From patchwork Fri Nov  2 13:10:30 2012
Content-Type: text/plain; charset="utf-8"
MIME-Version: 1.0
Content-Transfer-Encoding: 7bit
X-Patchwork-Submitter: Kirill Smelkov <kirr@mns.spb.ru>
X-Patchwork-Id: 1688591
Return-Path: <linux-media-owner@vger.kernel.org>
X-Original-To: patchwork-linux-media@patchwork.kernel.org
Delivered-To: patchwork-process-083081@patchwork1.kernel.org
Received: from vger.kernel.org (vger.kernel.org [209.132.180.67])
	by patchwork1.kernel.org (Postfix) with ESMTP id C42593FD4E
	for <patchwork-linux-media@patchwork.kernel.org>;
	Fri,  2 Nov 2012 13:09:56 +0000 (UTC)
Received: (majordomo@vger.kernel.org) by vger.kernel.org via listexpand
	id S1756076Ab2KBNJy (ORCPT
	<rfc822;patchwork-linux-media@patchwork.kernel.org>);
	Fri, 2 Nov 2012 09:09:54 -0400
Received: from mail.mnsspb.ru ([84.204.75.2]:48901 "EHLO mail.mnsspb.ru"
	rhost-flags-OK-OK-OK-OK) by vger.kernel.org with ESMTP
	id S1752477Ab2KBNJx (ORCPT <rfc822;linux-media@vger.kernel.org>);
	Fri, 2 Nov 2012 09:09:53 -0400
Received: from [192.168.0.127] (helo=tugrik.mns.mnsspb.ru)
	by mail.mnsspb.ru with esmtps id 1TUH1W-00057m-64;
	Fri, 02 Nov 2012 17:10:58 +0400
Received: from kirr by tugrik.mns.mnsspb.ru with local (Exim 4.72)
	(envelope-from <kirr@tugrik.mns.mnsspb.ru>)
	id 1TUH1L-0001Ys-8p; Fri, 02 Nov 2012 17:10:47 +0400
From: Kirill Smelkov <kirr@mns.spb.ru>
To: Mauro Carvalho Chehab <mchehab@infradead.org>
Cc: Kirill Smelkov <kirr@mns.spb.ru>,
	Hans Verkuil <hverkuil@xs4all.nl>, linux-media@vger.kernel.org
Subject: [PATCH 1/4] [media] vivi: Optimize gen_text()
Date: Fri,  2 Nov 2012 17:10:30 +0400
Message-Id: 
 <9eefaaafbb9ac47d9255291d12f4d15109e79c18.1351861552.git.kirr@mns.spb.ru>
X-Mailer: git-send-email 1.8.0.316.g291341c
In-Reply-To: <cover.1351861552.git.kirr@mns.spb.ru>
References: <cover.1351861552.git.kirr@mns.spb.ru>
In-Reply-To: <cover.1351861552.git.kirr@mns.spb.ru>
References: <cover.1351861552.git.kirr@mns.spb.ru>
MIME-Version: 1.0
Sender: linux-media-owner@vger.kernel.org
Precedence: bulk
List-ID: <linux-media.vger.kernel.org>
X-Mailing-List: linux-media@vger.kernel.org

I've noticed that vivi takes a lot of CPU to produce its frames.

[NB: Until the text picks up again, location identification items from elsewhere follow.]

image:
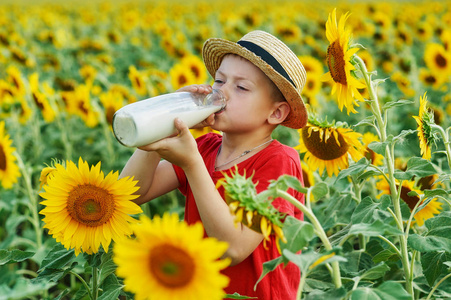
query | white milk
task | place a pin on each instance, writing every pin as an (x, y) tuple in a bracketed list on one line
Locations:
[(150, 120)]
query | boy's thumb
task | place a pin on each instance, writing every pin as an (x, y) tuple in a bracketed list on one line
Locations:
[(180, 125)]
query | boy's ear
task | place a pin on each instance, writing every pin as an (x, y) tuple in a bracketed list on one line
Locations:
[(280, 112)]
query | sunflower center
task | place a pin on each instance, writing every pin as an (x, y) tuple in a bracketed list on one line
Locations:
[(90, 205), (336, 62), (324, 149), (370, 155), (2, 159), (171, 266), (440, 60), (182, 80), (411, 201)]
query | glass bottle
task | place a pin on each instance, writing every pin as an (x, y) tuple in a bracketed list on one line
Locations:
[(147, 121)]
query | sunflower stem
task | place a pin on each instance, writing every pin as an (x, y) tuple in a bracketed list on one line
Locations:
[(446, 142), (62, 125), (390, 162), (336, 276), (437, 285), (84, 283), (95, 288), (393, 246), (301, 286), (33, 199)]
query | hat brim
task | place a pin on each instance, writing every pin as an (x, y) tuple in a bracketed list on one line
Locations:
[(215, 49)]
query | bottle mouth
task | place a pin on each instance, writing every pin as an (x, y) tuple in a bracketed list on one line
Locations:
[(216, 98)]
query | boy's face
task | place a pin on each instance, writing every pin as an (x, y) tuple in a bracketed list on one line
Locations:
[(249, 92)]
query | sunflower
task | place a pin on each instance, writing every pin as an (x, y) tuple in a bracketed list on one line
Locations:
[(181, 76), (431, 209), (40, 99), (328, 146), (403, 83), (15, 78), (430, 78), (24, 111), (311, 64), (81, 106), (84, 209), (111, 102), (288, 31), (438, 59), (196, 66), (169, 259), (89, 73), (338, 59), (256, 213), (424, 120), (9, 171), (138, 81), (375, 158)]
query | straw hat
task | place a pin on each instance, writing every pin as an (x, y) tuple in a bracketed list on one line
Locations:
[(274, 58)]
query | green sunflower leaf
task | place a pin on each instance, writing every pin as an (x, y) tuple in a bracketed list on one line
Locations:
[(437, 238), (13, 256), (268, 267), (374, 229), (396, 103), (57, 258), (416, 166), (356, 169), (298, 234), (433, 264), (375, 272), (369, 210), (333, 294), (367, 121), (388, 290), (311, 259), (380, 147), (320, 190)]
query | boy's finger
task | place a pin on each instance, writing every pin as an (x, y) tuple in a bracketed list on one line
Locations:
[(180, 125)]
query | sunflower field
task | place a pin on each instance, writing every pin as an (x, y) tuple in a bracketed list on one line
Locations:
[(376, 152)]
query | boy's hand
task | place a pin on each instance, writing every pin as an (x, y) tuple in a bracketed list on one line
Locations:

For example for 8 devices and 8 simple programs running, where each
captures YUY2 640x480 and displays it to X via SDL, profile timing is as
follows:

    # cmdline : /home/kirr/local/perf/bin/perf record -g -a sleep 20
    # Samples: 82K of event 'cycles'
    # Event count (approx.): 31551930117
    #
    # Overhead          Command         Shared Object                                                           Symbol
    # ........  ...............  ....................
    #
        49.48%           vivi-*  [vivi]                [k] gen_twopix
        10.79%           vivi-*  [kernel.kallsyms]     [k] memcpy
        10.02%             rawv  libc-2.13.so          [.] __memcpy_ssse3
         8.35%           vivi-*  [vivi]                [k] gen_text.constprop.6
         5.06%             Xorg  [unknown]             [.] 0xa73015f8
         2.32%             rawv  [vivi]                [k] gen_twopix
         1.22%             rawv  [vivi]                [k] precalculate_line
         1.20%           vivi-*  [vivi]                [k] vivi_fillbuff

    (rawv is display program, vivi-* is a combination of vivi-000 through vivi-007)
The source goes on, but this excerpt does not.